フォロー・ミー

2020年9月に舞台「あなたの目」(The Public Eye)を観たのをきっかけに、DVDで鑑賞。「アマデウス」のピーター・シェーファーによる1962年初演の戯曲を、「第三の男」のキャロル・リードが映画化、巨匠の遺作となった。人に生きる喜びを与えるのは人しかいない、というテーマが、温かく胸に染みる秀作。

まずもって、痩せっぽちのミア・ファローのチャーミングさが炸裂。豊かな感性を持つヤンキー妻、ベリンダにぴったりだ。
隙さえあればマカロンをぱくつく探偵クリストフォルーのトポルが、人を食った存在感で際立つ。テルアビブ生まれ、「屋根の上のバイオリン弾き」のテヴィエ役で知られる舞台俳優なんですねえ。気取ったロンドンの上流社会で、ベリンダも探偵もストレンジャーであり、無言のうちに通じ合う感じがよくわかる。妻の不貞を疑いつつその感性を誰より愛す、お固い会計士の夫チャールズはマイケル・ジェイストン。

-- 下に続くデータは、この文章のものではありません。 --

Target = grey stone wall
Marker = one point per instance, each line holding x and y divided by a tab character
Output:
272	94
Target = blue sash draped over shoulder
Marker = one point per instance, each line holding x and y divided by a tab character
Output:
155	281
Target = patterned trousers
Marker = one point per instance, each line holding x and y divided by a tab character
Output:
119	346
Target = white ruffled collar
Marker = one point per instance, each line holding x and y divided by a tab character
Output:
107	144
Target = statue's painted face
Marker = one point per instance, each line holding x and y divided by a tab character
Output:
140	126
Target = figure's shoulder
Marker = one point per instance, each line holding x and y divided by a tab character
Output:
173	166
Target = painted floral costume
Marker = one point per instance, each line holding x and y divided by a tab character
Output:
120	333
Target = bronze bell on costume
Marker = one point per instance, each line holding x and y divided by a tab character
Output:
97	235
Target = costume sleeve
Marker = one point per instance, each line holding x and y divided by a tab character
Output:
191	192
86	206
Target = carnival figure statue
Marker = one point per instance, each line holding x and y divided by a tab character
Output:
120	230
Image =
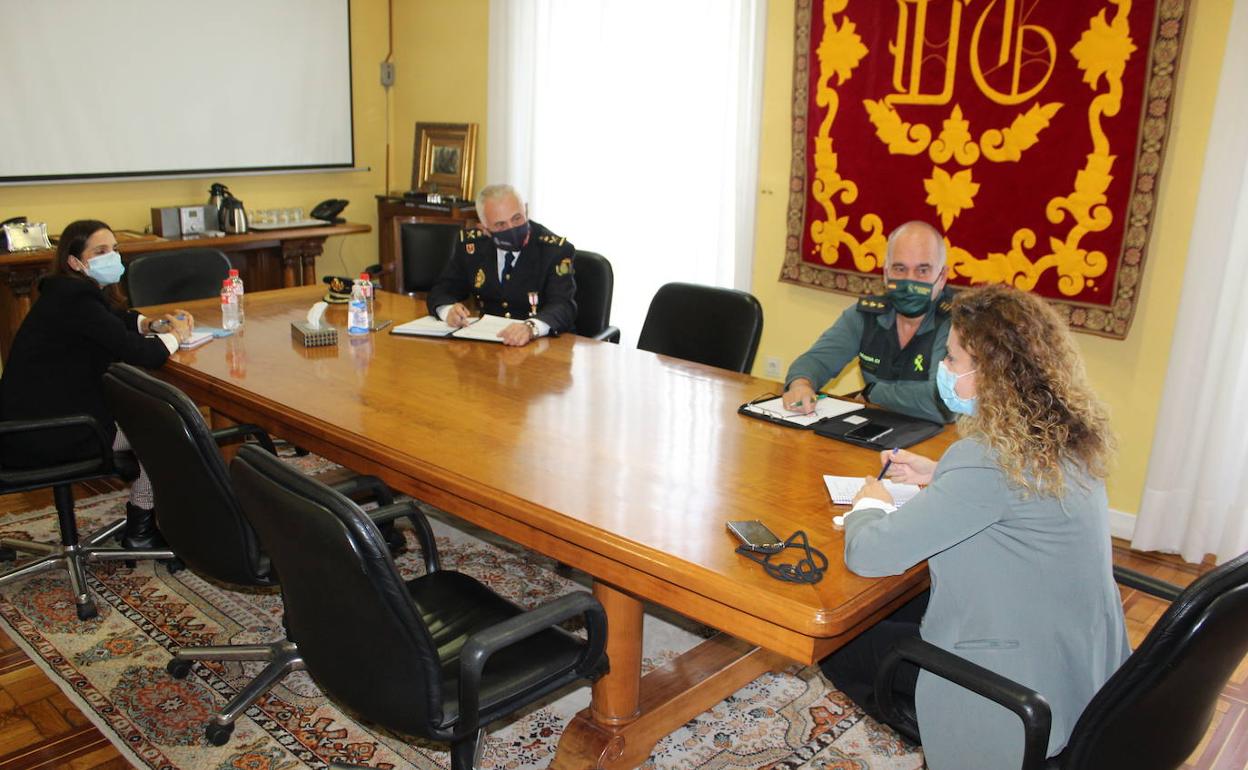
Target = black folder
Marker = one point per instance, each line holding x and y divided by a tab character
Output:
904	431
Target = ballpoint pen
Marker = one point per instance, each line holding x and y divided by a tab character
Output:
889	463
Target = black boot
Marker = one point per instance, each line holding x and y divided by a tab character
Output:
140	532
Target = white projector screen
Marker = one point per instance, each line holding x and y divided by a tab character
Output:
142	87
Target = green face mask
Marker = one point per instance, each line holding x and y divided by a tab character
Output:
911	298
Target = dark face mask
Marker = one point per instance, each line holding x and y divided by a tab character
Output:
911	298
513	238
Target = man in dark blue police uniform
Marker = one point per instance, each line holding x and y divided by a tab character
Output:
512	267
897	338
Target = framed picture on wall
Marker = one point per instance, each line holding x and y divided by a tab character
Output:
444	157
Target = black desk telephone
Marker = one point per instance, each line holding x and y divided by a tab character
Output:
328	210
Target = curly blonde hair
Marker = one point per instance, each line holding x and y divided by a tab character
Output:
1033	406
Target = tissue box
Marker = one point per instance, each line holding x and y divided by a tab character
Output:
313	336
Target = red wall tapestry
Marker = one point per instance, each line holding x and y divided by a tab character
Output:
1028	131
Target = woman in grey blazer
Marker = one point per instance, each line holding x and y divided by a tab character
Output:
1014	523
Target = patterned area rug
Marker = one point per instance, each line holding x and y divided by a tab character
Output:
114	668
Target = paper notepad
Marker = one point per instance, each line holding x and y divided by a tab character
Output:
427	326
196	340
843	488
484	328
824	408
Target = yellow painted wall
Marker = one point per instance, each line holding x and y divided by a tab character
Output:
127	205
441	63
1128	373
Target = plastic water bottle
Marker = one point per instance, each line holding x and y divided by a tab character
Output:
357	312
230	313
368	298
236	282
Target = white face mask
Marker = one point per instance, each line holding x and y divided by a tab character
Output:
946	382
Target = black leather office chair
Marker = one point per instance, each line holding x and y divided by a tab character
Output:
1155	709
175	276
595	283
437	657
705	323
426	248
201	519
74	552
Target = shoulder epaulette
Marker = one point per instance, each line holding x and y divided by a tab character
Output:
872	305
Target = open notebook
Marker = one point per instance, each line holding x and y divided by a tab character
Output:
843	488
484	328
774	411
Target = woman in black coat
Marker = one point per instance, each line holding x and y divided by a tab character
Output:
74	331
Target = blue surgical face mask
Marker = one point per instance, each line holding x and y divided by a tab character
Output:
945	383
513	238
105	268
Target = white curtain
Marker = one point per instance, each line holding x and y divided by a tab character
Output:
632	126
1196	497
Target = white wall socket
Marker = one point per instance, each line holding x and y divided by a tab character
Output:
771	368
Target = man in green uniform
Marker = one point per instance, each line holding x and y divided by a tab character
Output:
897	338
512	267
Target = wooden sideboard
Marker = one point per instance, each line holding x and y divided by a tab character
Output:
273	258
393	212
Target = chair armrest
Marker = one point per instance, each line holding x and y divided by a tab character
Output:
609	335
1146	583
423	532
363	483
1030	705
56	423
245	431
483	644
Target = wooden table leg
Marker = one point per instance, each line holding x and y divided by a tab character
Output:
219	421
617	694
630	714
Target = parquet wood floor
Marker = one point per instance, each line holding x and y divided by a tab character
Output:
40	728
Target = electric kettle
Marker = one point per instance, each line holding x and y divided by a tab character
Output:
217	194
234	217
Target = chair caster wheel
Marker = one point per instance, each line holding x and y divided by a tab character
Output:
219	735
179	668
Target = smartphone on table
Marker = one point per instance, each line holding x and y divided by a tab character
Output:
754	536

ナショナルギャラリーとかとかのロンドン名所ロケが楽しく、ジョン・バリー(「真夜中のカーボーイ」など)の哀愁漂う主題歌「フォロー、フォロー」も印象的だ。
2010年の東宝系イベント「午前十時の映画祭 何度見てもすごい50本」で、リクエスト4位。周防正行監督もファンで、代表作「Shall we ダンス?」で引用しているとか。